In this month’s column, THLord Deryk Archer discusses the basics of archery range safety.
After the marshal has called “bows down, you may retrieve,” you place your bow on the ground and walk, don’t run, towards the target. Not running is very important with small children – they’re very eager to run down range and see what they hit. Shots that land in the ground are a tripping hazard. A running child could trip on the arrow, or “dead wood” as we call it. The arrow could break and impale the running child.
When you come across a dead arrow, you don’t lift it straight up out of the ground, you pull it backwards the way it went in so you do not break the arrow. If the arrow is not yours, take it by the point and stick it back in the ground straight up so the owner can find it.
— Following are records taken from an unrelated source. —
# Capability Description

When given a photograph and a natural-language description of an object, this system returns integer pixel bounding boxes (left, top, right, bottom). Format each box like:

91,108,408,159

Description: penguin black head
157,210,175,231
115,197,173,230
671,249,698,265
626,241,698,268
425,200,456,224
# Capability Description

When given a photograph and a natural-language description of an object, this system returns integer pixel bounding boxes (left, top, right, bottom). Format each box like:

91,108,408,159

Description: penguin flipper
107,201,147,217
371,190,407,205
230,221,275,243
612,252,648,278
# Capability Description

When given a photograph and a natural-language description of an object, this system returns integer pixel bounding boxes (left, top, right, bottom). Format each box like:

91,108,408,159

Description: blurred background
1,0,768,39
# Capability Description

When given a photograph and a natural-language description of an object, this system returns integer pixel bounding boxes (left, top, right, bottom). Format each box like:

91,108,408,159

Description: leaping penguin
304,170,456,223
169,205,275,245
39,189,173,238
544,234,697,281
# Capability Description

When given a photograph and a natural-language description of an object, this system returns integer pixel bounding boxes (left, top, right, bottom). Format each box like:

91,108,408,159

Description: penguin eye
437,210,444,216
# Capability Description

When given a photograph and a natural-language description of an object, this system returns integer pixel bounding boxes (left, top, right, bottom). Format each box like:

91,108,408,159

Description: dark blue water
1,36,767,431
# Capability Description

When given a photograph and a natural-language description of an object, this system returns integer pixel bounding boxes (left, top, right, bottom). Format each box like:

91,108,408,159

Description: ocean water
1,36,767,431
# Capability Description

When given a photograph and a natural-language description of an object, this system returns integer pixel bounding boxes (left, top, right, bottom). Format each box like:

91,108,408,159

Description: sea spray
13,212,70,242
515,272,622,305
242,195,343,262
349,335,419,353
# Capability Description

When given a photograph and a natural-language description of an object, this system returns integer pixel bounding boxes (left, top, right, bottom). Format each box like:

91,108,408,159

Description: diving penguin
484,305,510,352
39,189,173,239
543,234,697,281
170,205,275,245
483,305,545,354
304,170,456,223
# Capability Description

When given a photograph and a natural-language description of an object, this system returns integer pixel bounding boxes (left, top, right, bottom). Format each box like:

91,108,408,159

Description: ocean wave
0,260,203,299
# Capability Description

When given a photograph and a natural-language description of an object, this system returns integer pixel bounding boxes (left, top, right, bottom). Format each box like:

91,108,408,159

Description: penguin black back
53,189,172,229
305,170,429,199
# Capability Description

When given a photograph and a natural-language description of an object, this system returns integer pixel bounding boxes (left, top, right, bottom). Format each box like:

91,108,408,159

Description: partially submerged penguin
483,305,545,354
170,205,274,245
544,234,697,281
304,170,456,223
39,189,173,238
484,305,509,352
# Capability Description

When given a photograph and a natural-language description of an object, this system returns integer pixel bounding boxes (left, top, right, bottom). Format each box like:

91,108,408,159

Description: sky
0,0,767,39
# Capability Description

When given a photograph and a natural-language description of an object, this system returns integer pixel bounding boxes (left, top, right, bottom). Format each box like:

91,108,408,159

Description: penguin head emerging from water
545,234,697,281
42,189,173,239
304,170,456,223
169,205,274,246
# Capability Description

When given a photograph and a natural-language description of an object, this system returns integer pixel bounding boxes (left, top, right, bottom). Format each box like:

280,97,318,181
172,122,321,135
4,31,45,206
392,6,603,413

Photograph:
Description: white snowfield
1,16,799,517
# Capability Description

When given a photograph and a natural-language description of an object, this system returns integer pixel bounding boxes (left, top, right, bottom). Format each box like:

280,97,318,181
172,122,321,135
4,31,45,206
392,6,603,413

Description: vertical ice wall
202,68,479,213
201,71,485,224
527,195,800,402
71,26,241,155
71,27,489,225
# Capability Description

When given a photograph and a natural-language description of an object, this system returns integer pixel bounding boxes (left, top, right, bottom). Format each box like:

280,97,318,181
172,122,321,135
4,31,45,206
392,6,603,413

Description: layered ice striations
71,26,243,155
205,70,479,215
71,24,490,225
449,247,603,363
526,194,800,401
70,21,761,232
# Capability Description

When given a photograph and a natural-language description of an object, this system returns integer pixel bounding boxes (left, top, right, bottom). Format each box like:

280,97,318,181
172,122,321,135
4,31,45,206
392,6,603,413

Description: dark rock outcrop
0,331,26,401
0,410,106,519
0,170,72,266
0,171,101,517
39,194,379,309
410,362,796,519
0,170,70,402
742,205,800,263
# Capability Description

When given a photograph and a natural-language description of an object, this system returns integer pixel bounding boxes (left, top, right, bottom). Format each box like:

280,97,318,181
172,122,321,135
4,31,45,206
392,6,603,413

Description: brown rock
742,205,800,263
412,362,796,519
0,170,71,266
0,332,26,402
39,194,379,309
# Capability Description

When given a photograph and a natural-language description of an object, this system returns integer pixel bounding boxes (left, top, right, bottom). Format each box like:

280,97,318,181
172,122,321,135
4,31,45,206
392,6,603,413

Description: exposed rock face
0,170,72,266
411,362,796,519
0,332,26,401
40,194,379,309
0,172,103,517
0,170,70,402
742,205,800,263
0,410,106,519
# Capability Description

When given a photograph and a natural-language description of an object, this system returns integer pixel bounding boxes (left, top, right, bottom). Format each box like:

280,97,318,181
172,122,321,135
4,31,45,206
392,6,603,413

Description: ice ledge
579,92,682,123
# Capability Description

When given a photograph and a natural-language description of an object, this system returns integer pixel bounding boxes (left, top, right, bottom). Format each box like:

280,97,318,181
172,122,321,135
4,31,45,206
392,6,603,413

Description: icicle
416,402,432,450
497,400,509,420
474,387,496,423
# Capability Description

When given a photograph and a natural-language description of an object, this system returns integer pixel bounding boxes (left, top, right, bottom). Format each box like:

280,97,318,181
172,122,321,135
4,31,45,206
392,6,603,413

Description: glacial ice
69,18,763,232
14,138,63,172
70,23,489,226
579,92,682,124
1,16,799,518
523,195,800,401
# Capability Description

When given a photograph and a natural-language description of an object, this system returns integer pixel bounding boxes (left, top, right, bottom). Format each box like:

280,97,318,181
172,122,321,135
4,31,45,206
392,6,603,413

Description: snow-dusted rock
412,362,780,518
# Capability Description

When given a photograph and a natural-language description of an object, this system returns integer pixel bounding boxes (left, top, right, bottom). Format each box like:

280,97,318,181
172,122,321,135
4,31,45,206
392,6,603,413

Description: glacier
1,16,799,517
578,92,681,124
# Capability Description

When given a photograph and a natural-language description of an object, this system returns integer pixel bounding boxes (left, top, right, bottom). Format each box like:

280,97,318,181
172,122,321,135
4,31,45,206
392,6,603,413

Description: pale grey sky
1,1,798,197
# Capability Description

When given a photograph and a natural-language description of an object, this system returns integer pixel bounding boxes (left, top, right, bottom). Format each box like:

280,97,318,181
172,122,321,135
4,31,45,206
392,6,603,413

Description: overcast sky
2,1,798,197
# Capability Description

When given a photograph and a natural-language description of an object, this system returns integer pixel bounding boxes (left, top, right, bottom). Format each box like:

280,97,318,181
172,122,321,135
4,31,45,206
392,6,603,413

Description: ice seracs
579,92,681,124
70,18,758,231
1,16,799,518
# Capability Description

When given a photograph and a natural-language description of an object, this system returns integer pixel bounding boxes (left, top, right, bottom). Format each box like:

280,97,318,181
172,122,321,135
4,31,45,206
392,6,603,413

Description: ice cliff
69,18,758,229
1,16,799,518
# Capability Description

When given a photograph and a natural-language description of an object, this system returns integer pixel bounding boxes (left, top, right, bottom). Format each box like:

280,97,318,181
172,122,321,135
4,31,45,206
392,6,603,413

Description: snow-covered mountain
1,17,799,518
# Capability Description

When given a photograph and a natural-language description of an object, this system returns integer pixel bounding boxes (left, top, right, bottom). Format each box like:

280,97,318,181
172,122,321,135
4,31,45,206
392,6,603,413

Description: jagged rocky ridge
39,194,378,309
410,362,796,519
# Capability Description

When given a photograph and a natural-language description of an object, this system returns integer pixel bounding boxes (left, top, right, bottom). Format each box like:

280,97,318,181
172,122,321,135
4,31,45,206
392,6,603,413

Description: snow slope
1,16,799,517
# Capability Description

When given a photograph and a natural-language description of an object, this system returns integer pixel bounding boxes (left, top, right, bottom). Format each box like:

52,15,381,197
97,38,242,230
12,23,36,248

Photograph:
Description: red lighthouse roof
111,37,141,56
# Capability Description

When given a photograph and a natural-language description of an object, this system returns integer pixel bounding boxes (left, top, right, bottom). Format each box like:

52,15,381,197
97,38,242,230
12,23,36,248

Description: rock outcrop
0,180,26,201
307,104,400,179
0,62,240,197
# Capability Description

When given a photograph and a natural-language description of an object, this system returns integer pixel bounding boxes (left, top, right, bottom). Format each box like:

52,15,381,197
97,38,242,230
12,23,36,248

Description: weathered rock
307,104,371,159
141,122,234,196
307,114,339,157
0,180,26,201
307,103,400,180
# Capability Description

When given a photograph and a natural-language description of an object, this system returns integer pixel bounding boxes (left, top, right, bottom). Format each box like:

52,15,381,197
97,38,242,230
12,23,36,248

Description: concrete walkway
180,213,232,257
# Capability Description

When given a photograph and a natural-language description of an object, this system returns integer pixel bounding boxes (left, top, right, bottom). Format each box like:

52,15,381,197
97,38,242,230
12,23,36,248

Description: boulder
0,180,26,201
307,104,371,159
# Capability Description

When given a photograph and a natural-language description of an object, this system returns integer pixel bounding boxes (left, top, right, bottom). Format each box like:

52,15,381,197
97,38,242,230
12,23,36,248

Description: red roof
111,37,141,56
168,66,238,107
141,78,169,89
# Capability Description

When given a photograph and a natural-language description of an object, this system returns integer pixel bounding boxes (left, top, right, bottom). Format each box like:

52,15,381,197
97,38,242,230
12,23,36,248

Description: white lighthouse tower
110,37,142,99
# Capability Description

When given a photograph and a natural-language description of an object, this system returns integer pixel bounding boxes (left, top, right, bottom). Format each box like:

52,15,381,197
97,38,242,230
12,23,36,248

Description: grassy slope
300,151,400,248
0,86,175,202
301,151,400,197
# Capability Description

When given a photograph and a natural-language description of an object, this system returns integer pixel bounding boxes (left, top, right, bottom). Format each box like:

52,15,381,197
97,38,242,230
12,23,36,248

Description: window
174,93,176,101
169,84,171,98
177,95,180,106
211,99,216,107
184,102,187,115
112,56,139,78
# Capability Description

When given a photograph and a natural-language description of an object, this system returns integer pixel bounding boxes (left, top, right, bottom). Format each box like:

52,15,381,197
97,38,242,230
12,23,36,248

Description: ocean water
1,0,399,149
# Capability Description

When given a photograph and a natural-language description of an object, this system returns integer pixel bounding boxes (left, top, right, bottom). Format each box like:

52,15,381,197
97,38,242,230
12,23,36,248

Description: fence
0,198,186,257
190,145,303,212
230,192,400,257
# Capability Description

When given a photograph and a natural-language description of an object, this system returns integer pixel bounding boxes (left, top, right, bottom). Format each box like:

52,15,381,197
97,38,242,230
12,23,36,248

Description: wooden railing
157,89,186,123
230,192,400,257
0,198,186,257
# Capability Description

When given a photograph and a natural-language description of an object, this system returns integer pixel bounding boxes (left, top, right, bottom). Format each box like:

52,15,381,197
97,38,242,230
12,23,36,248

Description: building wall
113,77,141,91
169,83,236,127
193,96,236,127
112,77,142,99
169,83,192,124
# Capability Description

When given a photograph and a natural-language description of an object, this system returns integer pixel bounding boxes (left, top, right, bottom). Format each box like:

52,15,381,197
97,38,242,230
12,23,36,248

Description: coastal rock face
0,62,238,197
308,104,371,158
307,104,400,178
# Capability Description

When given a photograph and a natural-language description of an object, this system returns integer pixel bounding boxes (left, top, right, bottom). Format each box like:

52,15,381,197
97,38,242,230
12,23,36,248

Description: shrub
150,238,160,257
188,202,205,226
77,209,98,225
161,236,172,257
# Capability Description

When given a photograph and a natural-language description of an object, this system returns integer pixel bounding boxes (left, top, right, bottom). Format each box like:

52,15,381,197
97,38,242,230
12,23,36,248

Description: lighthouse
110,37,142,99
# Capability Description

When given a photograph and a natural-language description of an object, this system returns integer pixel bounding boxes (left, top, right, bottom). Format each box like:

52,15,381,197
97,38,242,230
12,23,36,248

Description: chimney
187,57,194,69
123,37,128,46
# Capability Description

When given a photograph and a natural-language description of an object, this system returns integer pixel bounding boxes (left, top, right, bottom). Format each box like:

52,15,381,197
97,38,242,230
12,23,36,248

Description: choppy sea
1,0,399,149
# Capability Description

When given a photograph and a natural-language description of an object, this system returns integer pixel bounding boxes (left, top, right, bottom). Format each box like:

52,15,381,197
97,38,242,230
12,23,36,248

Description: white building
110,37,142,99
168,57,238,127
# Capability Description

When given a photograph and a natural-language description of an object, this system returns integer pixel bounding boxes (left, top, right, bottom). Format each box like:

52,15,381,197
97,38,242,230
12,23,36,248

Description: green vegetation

When you get to the target butt, only one person removes their arrows at a time. This person is said to be in the” batter’s box.” The batter must look over his shoulder to see if anyone is too close before he worries out his arrows. Note in the left-hand picture, you see the back of the archer’s head. The archer must look back over her shoulder and look at the other “players in the field” as shown in the right-hand picture.
As you can see in the next picture, if the archer pulls the arrow out of the butt too soon, this could cause an eye injury if the people “in the field” are too close.
Always remember, you could still get hurt on an archery range even if the arrows are not flying.
This month’s safety tip: establish eye to eye contact with other archers when you’re walking on an open range.